Author Stories

How to handle an abusive ex reaching out after the relationship ended

Hey all,

As most of you know I have been out of my relationship for 3 years now. The first 3 months were filled with panic, fear, worry and stress of how I was going to make it. My ex did make it hard with a few mind games and scare tatics but after 3 months he stopped but the triggers and emotional healing was still a struggle. Still is at times. It’s been almost 3 years and I have been trying to live my best life since the day I broke free. Can’t say I’m completely passed it but I’m a hell of a lot better than day 1.

Until he reached back out…

5 little words rocked me to my core.

What are you doing NYE?

Are you fucking kidding me? I’m moving along minding my own business, enjoying the holiday season then BAM! Random text at 4 in the afternoon. Instant tears. Tears of WTF but mostly tear that those 5 little words effected me so much. I thought I was done. I thought he had moved on. Why after 3 years does he want to make contact and mess with me. Does he even know what he has done? OF COURSE he does…But SHIT!!!!

What is even more confusing and frustrating is I had all communication blocked. Cell, Emails, Socials..Everything. So how his same number got through I don’t know. I chose not to respond but damn it it was hard. I had so many questions, so many responses rattling around in my head. Why now? Why NYE? Why just the question and no explanation? The reasoning was eating away at me. But I guess that was the point I’m guessing. He knows how my brain works and knows exactly how it would make my question EVERYTHING.

I made sure the number was still on my block list (it was) but I completely blocked his ass again. Checked emails and socials to make sure the block was still active and deleted that text so I was not tempted to respond. But not after staring at it for what seemed like hours.

I’m doing ok today but I’ll admit it took me a week to stop thinking about it. I hate he still has that power to take up my thoughts. Time heals of course and I handled it WAY better then I would have 3 years ago…Hell even a year ago. As my blog title goes.. Fuck it and keep it moving.
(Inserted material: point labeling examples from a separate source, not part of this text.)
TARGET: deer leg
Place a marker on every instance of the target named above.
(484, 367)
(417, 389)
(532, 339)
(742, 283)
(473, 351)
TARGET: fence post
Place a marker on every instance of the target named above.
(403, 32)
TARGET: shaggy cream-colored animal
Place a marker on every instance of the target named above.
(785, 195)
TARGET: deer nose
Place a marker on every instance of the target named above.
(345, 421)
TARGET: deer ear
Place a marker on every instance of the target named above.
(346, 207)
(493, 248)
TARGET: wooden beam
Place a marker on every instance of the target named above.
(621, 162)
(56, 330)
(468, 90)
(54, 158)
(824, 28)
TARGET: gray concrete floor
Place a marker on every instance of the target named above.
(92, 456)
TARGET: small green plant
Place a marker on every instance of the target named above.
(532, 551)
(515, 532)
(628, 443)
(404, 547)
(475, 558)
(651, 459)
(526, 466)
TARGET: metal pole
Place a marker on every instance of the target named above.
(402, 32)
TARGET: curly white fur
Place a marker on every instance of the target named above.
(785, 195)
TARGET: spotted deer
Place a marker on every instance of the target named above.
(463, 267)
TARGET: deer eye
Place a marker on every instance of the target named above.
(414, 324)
Here are the things I recommend you can do if you find yourself in the same position as what just happened to me.

Breathe

They know they can get to you and it will rock your world. Breathe, first and foremost. Do not react immediately. Take a breath and pause. Know the tactic they are using and make a plan on how to handle it.

Ignore

You do not have to respond. They may have gotten through and you saw the message but YOU have the power now. You not responding is power. They expect you to cave. They expect you to crumble and breakdown. They know it’s going to fuck with you. Do not give them the satisfaction. You responding is EXACTLY what they are looking for. No response means they are denied the reaction payoff. They can try but you are stronger.

Block, Block, Block

If you have not already, block the number on your cell. Block on your email, Block on your Socials. Anyway you feel they can contact you make a point to get that baby blocked so you won’t have to see anything else that may pop through.

Delete

Once blocked delete that bitch. The last thing you need after this is to see it over and over and make you feel a type of way every time you open your phone or email. Delete from your trash as well. Double delete:) Rid yourself of the negative that surrounds it.

Reflect

Think about all you have overcome and how proud you are of yourself on how you handled it. Tears are ok but you did not act and you are going to be ok. You are in control of your life and feelings and one little hiccup is not going to set you back. It’s ok to have a moment. In my case it was a week of thoughts but take your time. It’s ok to feel it. But know you did not let them back in and you are going to move on and live your best life too.

My wish for you is once they are out of your life they are out for good. But if they do creep up I know you got this. If you need a rock or voice of reason…reach out to a trusted friend or family member or reach out to me and I will help you through it. Bottom line is you are not under that control anymore. The only control is how you process and handle it and I know you can and will kick those nasty texts to the curb.